[CentOS] Filesystem that doesn't store duplicate data

Thu Dec 6 16:28:56 UTC 2007

Ruslan Sivak wrote:
> 
> This is a bit different then what I was proposing.  I know 
> that backupPC 
> already does this on a file level, but I want a filesystem 
> that does it 
> at a block level.  File level only helps if you're backing up 
> multiple 
> systems and they all have the same exact files.  Block level 
> would help 
> a lot more I think.  You'd be able to do a full backup every 
> night and 
> have it only take up around the same space as a differential backup.  
> Things like virtual machine disk images which a lot of times 
> are clones 
> of each other, could take up only a small additinal amount of 
> space for 
> each clone, proportional to the changes that are made to that 
> disk image. 

Well then I would look at backup software that does block-level
de-duplication. Even if the file system did do this, as the
backup software read the files it would re-create the duplicate
unless the backup software was intimately married to the file
system, which makes things a little too proprietary.

You will find that de-duplication can happen on many different
levels here.

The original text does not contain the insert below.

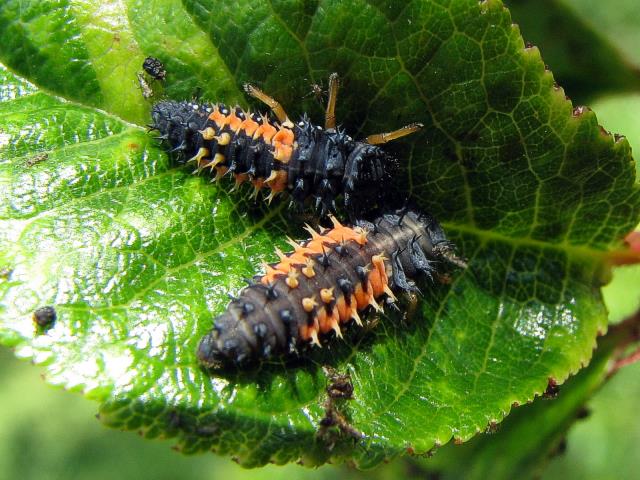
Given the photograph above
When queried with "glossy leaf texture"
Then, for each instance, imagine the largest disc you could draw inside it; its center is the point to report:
(138, 256)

I was proposing the near-line data at rest, while
the far-line or archival data at rest would be a different
scenario. Near-line needs to be more performance conscious then
far-line.

> Nobody really answered this, so I'll ask again.  Is there a windows 
> version of Fuse?  How does one test a fuse filesystem while 
> developing 
> it?  Would be nice to just be able to run something from 
> eclipse, once 
> you've made your changes and have a drive mounted and ready to test.  
> Being able to debug a filesystem while it's running would be 
> great too.  
> Anyone here with experience building Fuse filesystems?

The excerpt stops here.